Geschichte

Die Zuckerwarenfabrik

Das Lolli-Kind Hannelore Commentz

Die Bonbon-, Schokoladen- und Zuckerwarenfabrik im Hinterhof der Winterstraße 9-11 in Ottensen wurde 1909 in von Julius Commentz errichtet.

In der Fabrik wurden Schokoladen mit verschiedenen Geschmacksrichtungen hergestellt, und Schokolade aus anderen Fabriken wurde weiterverkauft.

Hauptsächlich wurden in der Fabrik aber Bonbons hergestellt, vor allem eingewickelte Rahmbonbons, die nach der Tochter des Fabrikbesitzers "Hannelore-Butter-Karamellen" genannt wurden.

Aus dieser Fabrik stammten die ersten Lutschbonbons am Stil. Sie hießen "Lollis", ebenfalls nach der Fabrikantentochter Hannelore, die in der Familie und im Freundeskreis auch "Lolli" genannt wurde.

Ein Werbemotto der Fabrik lautete:

"Rirarutsch, ICAO-Lutsch!" (Iulius Commentz Altona-Ottensen)

Die Anfänge und der Verein

Im Frühjahr 1971 wurde durch eine Elterngruppe aufgrund mangelnder Betreuungsmöglichkeiten im Stadtteil Ottensen das Kinderhaus in der Fabrik e. V. gegründet.
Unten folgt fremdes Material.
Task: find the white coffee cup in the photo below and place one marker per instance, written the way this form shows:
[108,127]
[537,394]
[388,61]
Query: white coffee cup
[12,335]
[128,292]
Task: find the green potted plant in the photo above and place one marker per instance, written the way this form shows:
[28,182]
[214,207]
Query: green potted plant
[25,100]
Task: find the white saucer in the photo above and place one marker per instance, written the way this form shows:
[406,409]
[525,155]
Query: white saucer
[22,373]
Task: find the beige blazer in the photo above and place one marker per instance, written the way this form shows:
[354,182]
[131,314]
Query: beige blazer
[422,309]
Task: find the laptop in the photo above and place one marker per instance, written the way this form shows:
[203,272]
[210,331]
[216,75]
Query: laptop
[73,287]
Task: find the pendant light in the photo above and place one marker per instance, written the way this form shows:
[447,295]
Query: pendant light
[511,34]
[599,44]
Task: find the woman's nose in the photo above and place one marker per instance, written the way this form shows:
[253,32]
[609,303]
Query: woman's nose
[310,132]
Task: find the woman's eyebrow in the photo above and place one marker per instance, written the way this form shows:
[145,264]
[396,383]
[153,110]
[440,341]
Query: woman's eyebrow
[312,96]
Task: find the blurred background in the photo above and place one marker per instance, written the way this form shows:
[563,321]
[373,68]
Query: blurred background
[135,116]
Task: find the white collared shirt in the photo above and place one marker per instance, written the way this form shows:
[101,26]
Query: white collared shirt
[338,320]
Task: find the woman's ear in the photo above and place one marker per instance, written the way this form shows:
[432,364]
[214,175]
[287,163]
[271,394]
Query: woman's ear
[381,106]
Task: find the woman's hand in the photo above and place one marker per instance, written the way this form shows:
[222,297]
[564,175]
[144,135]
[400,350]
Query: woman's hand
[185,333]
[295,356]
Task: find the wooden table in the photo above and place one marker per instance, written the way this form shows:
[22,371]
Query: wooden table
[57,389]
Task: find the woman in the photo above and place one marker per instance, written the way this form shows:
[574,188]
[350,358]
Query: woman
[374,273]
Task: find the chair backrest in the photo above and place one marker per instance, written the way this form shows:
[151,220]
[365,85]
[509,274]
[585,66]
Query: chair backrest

Es wurden Räume im Obergeschoss der "Fabrik" Barnerstrasse zur Verfügung gestellt.

Wegen Differenzen mit der Leitung der Fabrik und dem Wunsch nach Vergrößerung wurde schon bald nach größeren Räumen gesucht, die sich dann in der ehemaligen Chocoladenfabrik Julius Commentz fanden.

Von Dezember 1973 bis September 1974 folgte der Umbau und Umzug in die "Dampf-, Zuckerwaren- und Chocoladenfabrik."

Alle Abriss-, Maurer-, Maler- und Verlegearbeiten wurden von Eltern und ErzieherInnen in Eigenleistung übernommen.
Eröffnung im August 1974 als "Kinderhaus e.V. in der Chocoladenfabrik".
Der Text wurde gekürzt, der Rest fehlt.